Wednesday March 29, 2023

Oregon Public Broadcasting

The federal government has announced plans to increase funding for the Columbia River Basin’s salmon hatcheries, the often-crumbling facilities that maintain the river’s dwindling salmon populations. But tribes and state agencies say the influx of funds is only a fraction of what is needed.

The Bonneville Power Administration, the federal agency that’s required to pay for salmon recovery using proceeds from selling power generated by hydroelectric dams, is putting an additional $50 million toward repairs at hatcheries operated by tribes and states. The agency also plans to increase annual funding for hatchery upkeep from $500,000 to $2.7 million.

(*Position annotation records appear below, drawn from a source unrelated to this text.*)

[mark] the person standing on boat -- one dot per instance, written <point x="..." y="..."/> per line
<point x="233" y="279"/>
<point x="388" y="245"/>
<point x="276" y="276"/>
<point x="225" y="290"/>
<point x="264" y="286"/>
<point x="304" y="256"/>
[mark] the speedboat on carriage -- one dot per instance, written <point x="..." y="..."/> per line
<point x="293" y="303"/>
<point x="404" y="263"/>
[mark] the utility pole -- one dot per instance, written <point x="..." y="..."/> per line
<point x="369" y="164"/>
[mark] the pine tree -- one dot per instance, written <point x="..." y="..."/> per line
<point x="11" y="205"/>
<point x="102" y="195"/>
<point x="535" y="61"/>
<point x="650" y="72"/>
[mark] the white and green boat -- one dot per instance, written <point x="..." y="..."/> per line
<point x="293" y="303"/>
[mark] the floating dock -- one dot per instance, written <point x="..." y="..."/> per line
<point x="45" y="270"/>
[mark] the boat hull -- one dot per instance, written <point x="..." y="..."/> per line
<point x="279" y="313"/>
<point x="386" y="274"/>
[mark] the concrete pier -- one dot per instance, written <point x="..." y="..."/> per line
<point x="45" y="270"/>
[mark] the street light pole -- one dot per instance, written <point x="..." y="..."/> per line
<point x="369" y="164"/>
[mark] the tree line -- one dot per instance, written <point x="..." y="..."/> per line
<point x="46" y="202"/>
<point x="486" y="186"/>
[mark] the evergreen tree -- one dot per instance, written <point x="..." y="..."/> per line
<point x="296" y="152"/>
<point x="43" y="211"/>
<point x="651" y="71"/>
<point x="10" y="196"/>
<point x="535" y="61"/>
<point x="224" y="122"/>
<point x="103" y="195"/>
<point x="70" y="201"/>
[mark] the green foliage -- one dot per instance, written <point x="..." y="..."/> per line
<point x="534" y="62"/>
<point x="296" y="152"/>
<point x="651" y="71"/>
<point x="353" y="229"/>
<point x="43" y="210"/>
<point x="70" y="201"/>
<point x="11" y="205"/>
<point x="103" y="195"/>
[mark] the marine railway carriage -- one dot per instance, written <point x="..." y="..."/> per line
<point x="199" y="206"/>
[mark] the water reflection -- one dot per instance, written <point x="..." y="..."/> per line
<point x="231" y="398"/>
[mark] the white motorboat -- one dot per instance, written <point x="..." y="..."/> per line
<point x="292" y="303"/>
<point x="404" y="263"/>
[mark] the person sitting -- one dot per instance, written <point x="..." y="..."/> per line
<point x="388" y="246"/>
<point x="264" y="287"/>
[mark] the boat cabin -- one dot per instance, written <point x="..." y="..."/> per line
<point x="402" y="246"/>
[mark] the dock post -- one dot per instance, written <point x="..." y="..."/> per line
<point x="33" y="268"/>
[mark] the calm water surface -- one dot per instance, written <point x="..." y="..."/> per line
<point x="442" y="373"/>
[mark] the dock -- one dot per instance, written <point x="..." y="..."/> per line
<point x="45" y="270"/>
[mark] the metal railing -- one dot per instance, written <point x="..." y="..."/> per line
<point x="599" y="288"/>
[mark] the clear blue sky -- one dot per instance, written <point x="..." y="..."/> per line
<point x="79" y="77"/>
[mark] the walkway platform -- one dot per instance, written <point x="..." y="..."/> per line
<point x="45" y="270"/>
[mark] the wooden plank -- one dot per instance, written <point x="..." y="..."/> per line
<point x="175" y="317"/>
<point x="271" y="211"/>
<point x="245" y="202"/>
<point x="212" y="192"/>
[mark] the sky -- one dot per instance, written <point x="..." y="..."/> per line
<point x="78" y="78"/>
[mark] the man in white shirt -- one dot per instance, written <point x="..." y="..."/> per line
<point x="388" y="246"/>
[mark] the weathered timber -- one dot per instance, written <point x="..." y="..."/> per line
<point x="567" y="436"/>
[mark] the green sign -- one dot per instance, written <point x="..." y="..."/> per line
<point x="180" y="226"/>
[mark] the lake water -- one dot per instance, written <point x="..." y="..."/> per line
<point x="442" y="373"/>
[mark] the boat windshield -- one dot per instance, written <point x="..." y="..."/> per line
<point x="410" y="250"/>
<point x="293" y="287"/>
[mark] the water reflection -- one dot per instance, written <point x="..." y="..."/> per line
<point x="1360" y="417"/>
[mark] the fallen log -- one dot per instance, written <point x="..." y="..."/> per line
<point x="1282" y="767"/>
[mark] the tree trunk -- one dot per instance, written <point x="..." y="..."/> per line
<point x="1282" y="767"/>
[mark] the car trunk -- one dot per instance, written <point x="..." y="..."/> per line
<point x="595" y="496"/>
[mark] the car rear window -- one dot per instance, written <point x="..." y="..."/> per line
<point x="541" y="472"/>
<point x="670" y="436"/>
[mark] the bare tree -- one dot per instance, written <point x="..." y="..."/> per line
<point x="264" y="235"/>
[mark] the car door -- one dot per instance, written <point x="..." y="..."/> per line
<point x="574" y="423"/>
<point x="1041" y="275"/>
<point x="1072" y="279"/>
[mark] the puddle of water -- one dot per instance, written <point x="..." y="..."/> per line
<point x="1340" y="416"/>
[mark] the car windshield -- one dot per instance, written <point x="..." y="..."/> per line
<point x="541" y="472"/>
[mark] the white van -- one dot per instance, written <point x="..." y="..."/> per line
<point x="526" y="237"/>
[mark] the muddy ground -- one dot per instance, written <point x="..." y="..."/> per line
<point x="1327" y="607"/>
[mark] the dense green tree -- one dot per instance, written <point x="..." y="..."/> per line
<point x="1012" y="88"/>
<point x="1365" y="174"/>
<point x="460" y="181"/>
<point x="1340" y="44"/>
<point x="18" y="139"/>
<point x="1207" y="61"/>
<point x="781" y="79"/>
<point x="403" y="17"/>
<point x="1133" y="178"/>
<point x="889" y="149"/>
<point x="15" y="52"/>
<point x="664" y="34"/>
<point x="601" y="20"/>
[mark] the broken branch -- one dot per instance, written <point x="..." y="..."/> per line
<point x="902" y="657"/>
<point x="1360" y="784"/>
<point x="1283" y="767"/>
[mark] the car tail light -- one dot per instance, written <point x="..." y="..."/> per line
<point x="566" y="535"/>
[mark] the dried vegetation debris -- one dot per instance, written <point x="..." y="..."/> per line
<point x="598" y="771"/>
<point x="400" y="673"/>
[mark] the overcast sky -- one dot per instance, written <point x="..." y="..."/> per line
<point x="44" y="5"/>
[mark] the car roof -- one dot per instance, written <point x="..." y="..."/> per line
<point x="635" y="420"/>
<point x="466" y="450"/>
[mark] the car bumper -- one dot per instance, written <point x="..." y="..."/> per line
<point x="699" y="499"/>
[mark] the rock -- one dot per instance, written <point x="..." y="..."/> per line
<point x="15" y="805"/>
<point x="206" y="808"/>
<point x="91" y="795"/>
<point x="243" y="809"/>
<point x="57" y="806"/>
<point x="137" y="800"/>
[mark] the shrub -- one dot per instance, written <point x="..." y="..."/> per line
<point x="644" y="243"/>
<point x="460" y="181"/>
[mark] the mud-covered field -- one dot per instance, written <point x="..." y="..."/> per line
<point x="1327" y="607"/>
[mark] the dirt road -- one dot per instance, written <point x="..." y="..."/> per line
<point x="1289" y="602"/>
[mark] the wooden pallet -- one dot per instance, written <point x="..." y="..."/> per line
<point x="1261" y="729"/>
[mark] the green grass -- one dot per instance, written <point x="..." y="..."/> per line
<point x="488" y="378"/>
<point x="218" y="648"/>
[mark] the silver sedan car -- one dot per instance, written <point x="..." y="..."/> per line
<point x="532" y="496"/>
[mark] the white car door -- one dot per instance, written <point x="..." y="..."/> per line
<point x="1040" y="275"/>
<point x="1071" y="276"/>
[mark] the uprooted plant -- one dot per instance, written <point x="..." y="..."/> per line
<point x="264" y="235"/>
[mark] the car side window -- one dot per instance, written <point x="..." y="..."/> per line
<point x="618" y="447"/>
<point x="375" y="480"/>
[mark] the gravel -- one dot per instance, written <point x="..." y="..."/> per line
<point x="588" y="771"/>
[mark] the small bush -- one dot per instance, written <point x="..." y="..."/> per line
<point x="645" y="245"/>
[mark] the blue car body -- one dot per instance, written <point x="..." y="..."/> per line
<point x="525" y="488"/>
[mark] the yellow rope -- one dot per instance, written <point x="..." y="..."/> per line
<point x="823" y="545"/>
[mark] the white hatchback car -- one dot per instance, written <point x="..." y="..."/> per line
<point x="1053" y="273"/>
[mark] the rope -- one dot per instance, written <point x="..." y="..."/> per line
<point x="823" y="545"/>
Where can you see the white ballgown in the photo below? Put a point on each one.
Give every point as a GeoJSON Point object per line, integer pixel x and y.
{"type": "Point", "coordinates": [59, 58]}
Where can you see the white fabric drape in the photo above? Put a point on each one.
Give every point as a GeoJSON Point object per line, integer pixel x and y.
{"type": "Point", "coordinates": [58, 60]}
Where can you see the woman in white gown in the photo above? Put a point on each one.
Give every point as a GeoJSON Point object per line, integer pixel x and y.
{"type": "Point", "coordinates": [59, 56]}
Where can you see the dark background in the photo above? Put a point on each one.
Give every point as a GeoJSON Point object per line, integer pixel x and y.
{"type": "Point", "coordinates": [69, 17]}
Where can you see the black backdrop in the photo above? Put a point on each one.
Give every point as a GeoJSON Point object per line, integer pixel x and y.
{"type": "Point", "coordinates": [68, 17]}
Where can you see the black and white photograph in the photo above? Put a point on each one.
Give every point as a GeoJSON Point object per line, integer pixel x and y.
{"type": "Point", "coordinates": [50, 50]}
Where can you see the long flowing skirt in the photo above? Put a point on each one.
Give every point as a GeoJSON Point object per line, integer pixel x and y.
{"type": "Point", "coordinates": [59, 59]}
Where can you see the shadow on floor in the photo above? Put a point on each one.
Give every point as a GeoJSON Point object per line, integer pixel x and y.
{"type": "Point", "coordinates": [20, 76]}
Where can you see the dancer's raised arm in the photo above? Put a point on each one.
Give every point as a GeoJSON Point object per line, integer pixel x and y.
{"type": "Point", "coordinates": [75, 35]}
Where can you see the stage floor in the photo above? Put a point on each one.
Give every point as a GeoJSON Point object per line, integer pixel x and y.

In May, Oregon Public Broadcasting and ProPublica reported on how the federal government’s neglect of an old and struggling hatchery system had put tribal fishing rights in jeopardy. The news organizations’ analysis showed that the outlook for fish survival was so poor that the hatchery system was at risk of collapsing under the strain of climate change, unable to produce meaningful levels of fish. Bonneville is the primary funder of the river’s hatcheries, with additional money coming from federal appropriations and local government. In August, OPB and ProPublica reported that Bonneville had resisted tribes’ restoration efforts and constrained salmon recovery funds even while generating hundreds of millions of dollars in surplus revenue.